Después de desayunar, con la mente empujada por los saludos de despedida de la gni, salió de casa camino del almacén. Vio que los gníes ya estaban en fila transportando paquetes sobre la cabeza. Entraban en el almacén y dejaban los paquetes en el suelo de hormigón. El capataz gni, en el centro de la nave, registraba las entregas en un sujetapapeles lleno de recibos finos como pañuelos de papel.
Cuando Lindell se acercó, todos se deshicieron en reverencias y siguieron realizando su trabajo con mayor servilismo. Se dio cuenta de que tenían la cabeza más plana que Querida, de un tono ligeramente más oscuro, y los ojos más pequeños. Eran de complexión ancha y musculosa.
«Sí que parecen estúpidos», pensó.
Cuando se acercó al que supervisaba la entrega de los paquetes y le envió un pensamiento, vio que no eran telépatas. O que no querían serlo.
—¿Cómo sta? —dijo el gni con voz chillona—. Yo compruebo. ¿Usted comprueba?
—No hace falta —dijo Lindell, rechazando el sujetapapeles—. Llévamelo a la oficina cuando hayáis terminado con el primer lote.
—¿Qué, eh? —preguntó el tipo.
«Menuda lumbrera», pensó Lindell.
—Esto —dijo, dando golpecitos con el dedo al taco de papeles—, a la oficina.

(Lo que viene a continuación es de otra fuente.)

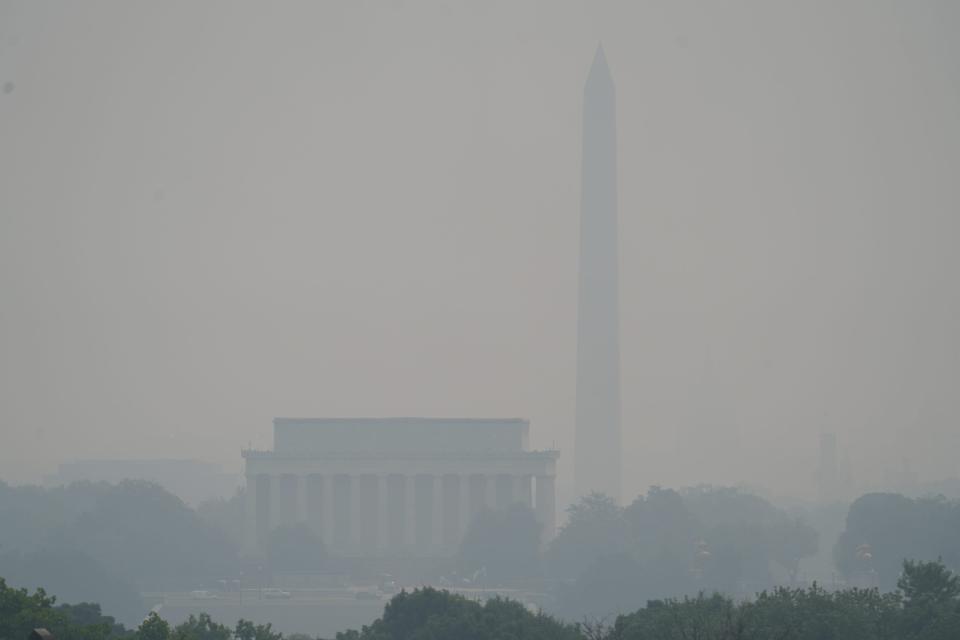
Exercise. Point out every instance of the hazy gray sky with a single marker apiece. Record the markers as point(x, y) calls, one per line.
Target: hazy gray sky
point(212, 214)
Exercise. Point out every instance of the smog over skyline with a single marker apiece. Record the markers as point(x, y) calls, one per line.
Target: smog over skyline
point(216, 214)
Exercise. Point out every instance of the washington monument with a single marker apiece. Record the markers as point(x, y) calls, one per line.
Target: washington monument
point(597, 440)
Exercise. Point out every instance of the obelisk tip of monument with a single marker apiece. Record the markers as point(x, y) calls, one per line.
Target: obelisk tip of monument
point(599, 67)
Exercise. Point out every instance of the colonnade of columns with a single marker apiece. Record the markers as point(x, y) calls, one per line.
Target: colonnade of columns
point(364, 513)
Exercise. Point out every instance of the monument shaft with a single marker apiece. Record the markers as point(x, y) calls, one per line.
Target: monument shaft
point(597, 439)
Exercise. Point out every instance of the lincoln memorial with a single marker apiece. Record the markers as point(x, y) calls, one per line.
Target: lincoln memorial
point(394, 485)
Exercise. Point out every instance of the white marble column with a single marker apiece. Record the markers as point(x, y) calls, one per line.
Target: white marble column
point(525, 493)
point(301, 500)
point(275, 514)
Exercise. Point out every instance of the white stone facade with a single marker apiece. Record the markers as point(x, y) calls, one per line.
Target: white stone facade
point(394, 486)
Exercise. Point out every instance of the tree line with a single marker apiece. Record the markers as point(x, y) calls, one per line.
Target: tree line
point(108, 543)
point(924, 606)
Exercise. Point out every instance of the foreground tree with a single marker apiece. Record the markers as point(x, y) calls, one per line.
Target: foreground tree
point(428, 614)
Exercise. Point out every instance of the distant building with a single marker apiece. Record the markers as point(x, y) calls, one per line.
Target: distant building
point(192, 481)
point(393, 485)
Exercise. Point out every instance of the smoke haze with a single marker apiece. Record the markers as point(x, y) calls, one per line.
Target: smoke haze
point(212, 214)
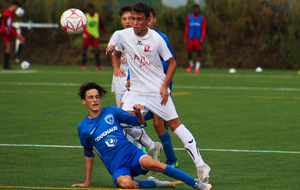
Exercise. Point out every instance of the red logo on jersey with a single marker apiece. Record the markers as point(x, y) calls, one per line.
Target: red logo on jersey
point(142, 60)
point(147, 49)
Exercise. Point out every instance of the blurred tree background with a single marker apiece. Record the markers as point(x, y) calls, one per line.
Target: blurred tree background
point(240, 33)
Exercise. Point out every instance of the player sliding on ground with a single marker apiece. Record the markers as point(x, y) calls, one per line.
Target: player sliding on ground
point(101, 130)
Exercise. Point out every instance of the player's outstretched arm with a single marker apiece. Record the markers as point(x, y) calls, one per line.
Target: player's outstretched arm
point(88, 171)
point(109, 50)
point(164, 88)
point(116, 62)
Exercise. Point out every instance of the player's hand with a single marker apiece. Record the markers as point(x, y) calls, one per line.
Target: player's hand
point(128, 84)
point(119, 73)
point(164, 95)
point(138, 108)
point(80, 185)
point(110, 49)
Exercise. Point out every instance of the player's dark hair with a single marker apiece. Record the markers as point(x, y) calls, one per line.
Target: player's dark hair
point(88, 86)
point(126, 8)
point(152, 11)
point(141, 7)
point(91, 6)
point(196, 6)
point(16, 3)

Esto, a mí, a mí —recalcó, señalándose—. Cuando toda mercancía dentro.
La cara manchada del hombre se iluminó con una mirada de profunda estupidez y asintió vigorosamente. Lindell le dio una palmadita en el hombro.
«¡Muy bien, chaval! —se dijo—. Seguro que eres un hacha en momentos de crisis». Se marchó a la oficina con los dientes apretados.

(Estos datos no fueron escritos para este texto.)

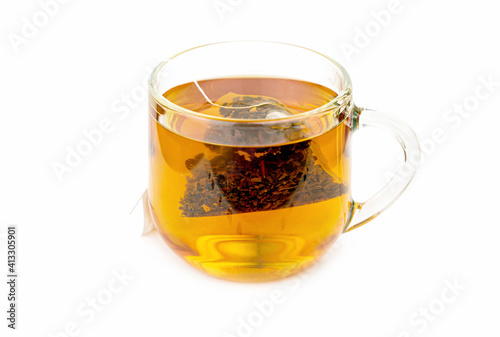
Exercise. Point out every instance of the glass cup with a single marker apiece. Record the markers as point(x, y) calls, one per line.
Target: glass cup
point(260, 198)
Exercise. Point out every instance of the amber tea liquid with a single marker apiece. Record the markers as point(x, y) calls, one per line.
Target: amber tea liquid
point(247, 213)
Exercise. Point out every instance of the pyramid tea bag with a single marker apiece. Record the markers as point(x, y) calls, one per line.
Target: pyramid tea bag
point(251, 179)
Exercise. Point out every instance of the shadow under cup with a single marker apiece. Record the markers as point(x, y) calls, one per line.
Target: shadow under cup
point(249, 157)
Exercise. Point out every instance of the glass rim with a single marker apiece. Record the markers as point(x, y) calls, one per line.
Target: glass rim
point(346, 88)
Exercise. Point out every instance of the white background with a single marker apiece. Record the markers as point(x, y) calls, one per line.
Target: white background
point(75, 233)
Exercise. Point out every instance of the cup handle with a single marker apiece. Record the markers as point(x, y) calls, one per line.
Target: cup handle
point(404, 135)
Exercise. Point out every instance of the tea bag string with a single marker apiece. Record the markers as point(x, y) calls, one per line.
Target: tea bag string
point(242, 107)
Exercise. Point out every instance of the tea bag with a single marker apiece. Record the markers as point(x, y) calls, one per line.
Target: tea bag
point(235, 179)
point(232, 105)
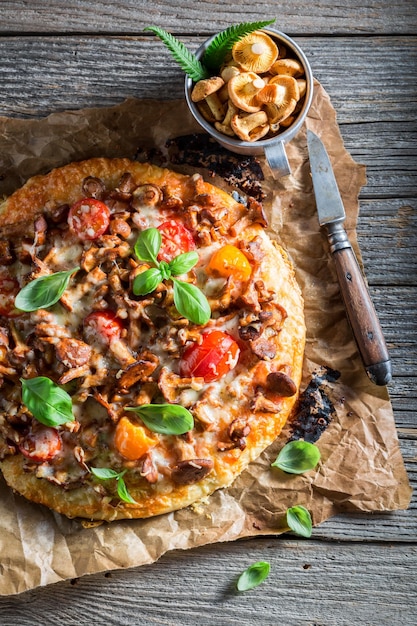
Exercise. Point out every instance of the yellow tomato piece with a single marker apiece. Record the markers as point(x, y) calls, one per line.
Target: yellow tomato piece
point(229, 261)
point(131, 440)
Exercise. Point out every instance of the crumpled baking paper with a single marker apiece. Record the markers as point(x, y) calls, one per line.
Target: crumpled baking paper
point(361, 467)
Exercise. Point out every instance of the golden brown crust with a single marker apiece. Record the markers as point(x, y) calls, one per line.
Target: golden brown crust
point(276, 273)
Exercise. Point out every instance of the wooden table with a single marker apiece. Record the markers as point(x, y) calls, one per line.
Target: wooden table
point(357, 569)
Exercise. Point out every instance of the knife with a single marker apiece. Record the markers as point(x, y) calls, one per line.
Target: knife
point(358, 304)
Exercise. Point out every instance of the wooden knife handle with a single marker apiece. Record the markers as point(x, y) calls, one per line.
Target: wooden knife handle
point(362, 316)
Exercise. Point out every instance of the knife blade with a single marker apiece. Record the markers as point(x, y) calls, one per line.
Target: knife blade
point(357, 301)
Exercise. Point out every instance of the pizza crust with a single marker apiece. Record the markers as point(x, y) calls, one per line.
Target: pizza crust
point(276, 273)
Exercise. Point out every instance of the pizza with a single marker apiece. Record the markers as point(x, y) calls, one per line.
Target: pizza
point(151, 339)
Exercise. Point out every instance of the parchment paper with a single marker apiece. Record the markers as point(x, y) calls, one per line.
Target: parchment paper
point(361, 467)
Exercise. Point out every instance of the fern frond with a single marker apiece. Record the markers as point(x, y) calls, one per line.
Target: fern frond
point(223, 42)
point(186, 59)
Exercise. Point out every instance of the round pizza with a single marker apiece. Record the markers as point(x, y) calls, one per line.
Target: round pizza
point(151, 339)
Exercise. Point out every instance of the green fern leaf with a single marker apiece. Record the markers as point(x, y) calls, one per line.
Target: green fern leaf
point(186, 59)
point(223, 42)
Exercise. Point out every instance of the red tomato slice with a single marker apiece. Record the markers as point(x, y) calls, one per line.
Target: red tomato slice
point(9, 288)
point(89, 218)
point(42, 444)
point(211, 359)
point(103, 325)
point(176, 239)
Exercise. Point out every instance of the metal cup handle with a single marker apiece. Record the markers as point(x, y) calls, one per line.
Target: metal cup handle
point(277, 159)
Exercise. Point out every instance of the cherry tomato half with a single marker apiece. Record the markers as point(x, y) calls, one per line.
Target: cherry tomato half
point(229, 261)
point(104, 326)
point(176, 239)
point(211, 359)
point(42, 444)
point(9, 288)
point(89, 218)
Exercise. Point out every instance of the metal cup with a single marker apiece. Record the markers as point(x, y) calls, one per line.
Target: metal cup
point(273, 148)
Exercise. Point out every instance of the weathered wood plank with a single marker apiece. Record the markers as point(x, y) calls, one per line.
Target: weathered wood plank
point(74, 72)
point(70, 72)
point(310, 583)
point(387, 234)
point(131, 16)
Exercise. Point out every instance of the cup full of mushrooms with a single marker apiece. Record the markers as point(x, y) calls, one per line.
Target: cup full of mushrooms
point(259, 98)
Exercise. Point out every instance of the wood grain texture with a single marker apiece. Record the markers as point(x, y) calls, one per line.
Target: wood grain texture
point(311, 583)
point(131, 16)
point(357, 569)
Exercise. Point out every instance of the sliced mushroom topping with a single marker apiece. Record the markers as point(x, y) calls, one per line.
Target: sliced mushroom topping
point(251, 127)
point(6, 255)
point(72, 352)
point(281, 384)
point(256, 52)
point(172, 385)
point(93, 187)
point(265, 405)
point(191, 471)
point(126, 184)
point(148, 469)
point(239, 429)
point(146, 195)
point(140, 371)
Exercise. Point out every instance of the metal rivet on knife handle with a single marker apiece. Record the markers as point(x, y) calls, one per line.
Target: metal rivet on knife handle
point(358, 304)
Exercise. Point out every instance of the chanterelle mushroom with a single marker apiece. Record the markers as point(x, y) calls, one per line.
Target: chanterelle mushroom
point(206, 87)
point(287, 94)
point(250, 127)
point(243, 90)
point(256, 52)
point(290, 67)
point(206, 91)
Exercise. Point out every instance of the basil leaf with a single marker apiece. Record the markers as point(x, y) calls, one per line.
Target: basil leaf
point(123, 493)
point(167, 419)
point(44, 291)
point(147, 281)
point(191, 302)
point(297, 457)
point(49, 404)
point(299, 521)
point(104, 473)
point(147, 245)
point(253, 576)
point(183, 263)
point(165, 270)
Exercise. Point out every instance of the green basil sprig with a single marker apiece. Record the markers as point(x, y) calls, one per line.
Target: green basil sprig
point(44, 291)
point(49, 404)
point(189, 300)
point(299, 520)
point(166, 419)
point(106, 473)
point(297, 457)
point(253, 576)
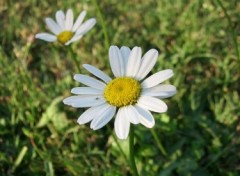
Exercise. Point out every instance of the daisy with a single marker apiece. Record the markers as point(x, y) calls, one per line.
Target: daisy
point(64, 30)
point(129, 95)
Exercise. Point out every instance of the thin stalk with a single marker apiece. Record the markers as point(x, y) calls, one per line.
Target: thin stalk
point(158, 142)
point(118, 145)
point(233, 33)
point(103, 24)
point(73, 57)
point(131, 152)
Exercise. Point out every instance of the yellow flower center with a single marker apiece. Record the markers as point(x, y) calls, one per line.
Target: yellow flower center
point(122, 91)
point(64, 36)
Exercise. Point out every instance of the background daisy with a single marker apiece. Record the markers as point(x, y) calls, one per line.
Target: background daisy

Una vez dentro, cerró la puerta de plasticristal y examinó la habitación. Era igual que lo que recordaba de otras estaciones, salvo por la cama plegable de la esquina.
«No fastidies que tendré que dormir aquí algunas noches», refunfuñó para sí.

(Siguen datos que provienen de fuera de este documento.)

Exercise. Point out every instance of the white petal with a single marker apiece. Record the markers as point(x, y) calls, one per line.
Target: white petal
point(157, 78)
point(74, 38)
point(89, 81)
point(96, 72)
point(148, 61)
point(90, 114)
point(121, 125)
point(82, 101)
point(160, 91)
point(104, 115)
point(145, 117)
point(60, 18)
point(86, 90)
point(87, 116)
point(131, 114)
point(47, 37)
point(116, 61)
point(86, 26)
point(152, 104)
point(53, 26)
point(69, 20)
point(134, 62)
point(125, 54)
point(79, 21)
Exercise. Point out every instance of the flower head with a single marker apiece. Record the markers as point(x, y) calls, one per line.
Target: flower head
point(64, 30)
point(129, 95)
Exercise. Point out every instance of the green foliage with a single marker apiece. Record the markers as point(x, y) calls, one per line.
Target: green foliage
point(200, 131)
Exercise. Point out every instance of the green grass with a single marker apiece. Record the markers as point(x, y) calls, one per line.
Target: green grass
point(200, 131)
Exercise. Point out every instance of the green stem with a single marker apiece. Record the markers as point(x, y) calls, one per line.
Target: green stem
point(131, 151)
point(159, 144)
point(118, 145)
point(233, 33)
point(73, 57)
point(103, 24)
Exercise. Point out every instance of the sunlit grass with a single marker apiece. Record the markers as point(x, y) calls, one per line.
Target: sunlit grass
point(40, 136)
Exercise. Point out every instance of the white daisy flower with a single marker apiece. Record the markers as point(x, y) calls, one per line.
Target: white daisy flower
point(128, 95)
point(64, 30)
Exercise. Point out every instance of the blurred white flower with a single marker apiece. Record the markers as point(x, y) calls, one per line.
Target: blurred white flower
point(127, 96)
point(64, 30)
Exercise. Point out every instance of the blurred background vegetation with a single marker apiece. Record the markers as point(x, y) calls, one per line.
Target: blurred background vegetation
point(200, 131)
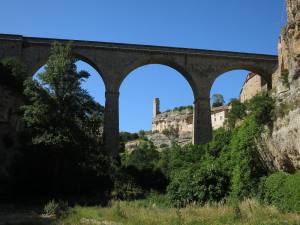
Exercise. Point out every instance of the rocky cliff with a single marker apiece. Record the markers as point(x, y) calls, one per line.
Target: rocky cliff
point(280, 147)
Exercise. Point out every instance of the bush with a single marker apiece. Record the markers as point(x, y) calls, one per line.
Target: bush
point(237, 112)
point(282, 190)
point(56, 208)
point(125, 188)
point(248, 168)
point(206, 184)
point(261, 108)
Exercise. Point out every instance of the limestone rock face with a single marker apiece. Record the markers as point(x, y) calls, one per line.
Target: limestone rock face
point(280, 148)
point(179, 120)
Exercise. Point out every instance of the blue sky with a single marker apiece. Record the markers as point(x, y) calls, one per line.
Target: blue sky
point(231, 25)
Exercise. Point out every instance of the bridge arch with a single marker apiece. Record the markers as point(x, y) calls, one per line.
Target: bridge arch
point(164, 61)
point(144, 84)
point(264, 72)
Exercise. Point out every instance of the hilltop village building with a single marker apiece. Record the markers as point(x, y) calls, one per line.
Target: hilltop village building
point(181, 118)
point(253, 85)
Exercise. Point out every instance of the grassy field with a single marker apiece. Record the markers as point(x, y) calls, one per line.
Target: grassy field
point(145, 213)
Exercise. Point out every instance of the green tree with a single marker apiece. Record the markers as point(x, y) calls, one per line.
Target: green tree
point(61, 115)
point(218, 100)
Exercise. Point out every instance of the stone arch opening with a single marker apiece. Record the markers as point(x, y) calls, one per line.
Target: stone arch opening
point(94, 84)
point(233, 84)
point(138, 91)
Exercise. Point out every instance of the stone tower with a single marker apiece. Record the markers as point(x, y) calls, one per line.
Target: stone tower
point(155, 107)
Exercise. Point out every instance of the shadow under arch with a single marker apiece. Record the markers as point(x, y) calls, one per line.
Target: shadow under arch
point(245, 75)
point(163, 62)
point(265, 75)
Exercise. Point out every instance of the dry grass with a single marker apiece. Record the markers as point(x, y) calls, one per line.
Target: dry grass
point(249, 212)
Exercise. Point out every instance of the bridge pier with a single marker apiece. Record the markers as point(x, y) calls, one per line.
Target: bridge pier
point(111, 123)
point(202, 132)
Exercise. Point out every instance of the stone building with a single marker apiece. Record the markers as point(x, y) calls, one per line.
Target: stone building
point(181, 119)
point(252, 86)
point(218, 116)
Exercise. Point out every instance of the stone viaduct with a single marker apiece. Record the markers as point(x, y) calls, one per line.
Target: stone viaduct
point(115, 61)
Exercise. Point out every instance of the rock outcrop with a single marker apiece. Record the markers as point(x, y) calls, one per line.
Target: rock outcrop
point(280, 147)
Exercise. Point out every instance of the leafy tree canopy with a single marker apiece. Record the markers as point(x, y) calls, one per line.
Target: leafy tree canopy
point(218, 100)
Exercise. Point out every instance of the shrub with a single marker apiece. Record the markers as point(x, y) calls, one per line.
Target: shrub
point(206, 184)
point(261, 108)
point(237, 112)
point(56, 208)
point(285, 77)
point(125, 187)
point(248, 168)
point(282, 190)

Se acercó. En la funda sucia de la almohada se distinguía la huella de una cabeza. Recogió un pelo castaño claro.
«¿Y qué demonios es esto?», se preguntó.
Debajo de la cama encontró un cinturón sin hebilla. En la pared de la cama había unos profundos arañazos, como si alguien, presa de la fiebre hubiera intentado escapar de la oficina. Los observó con atención.
—Este tugurio está embrujado —concluyó, meneando levemente la cabeza.
«¿Para qué voy a preocuparme? —pensó, encogiéndose de hombros—. Dentro de seis meses me largaré, y nada podrá conmigo».
Sin entretenerse más, se sentó al escritorio y sacó el voluminoso registro de la estación. Se encogió de hombros, abrió la tapa y empezó a leer desde el principio.
Las primeras entradas eran de hacía veinte años. Estaban firmadas por Jefferson Winters y, un poco después, por un apresurado Jeff. Al cabo de seis meses y cincuenta y dos páginas de letra apretada, Lindell vio que la cincuenta y tres contenía un único mensaje, escrito una y otra vez con letra florida: «Estación Cuatro, ¡adiós para siempre!». Jeff no parecía haber tenido ninguna dificultad para adaptarse a la vida de aquel lugar.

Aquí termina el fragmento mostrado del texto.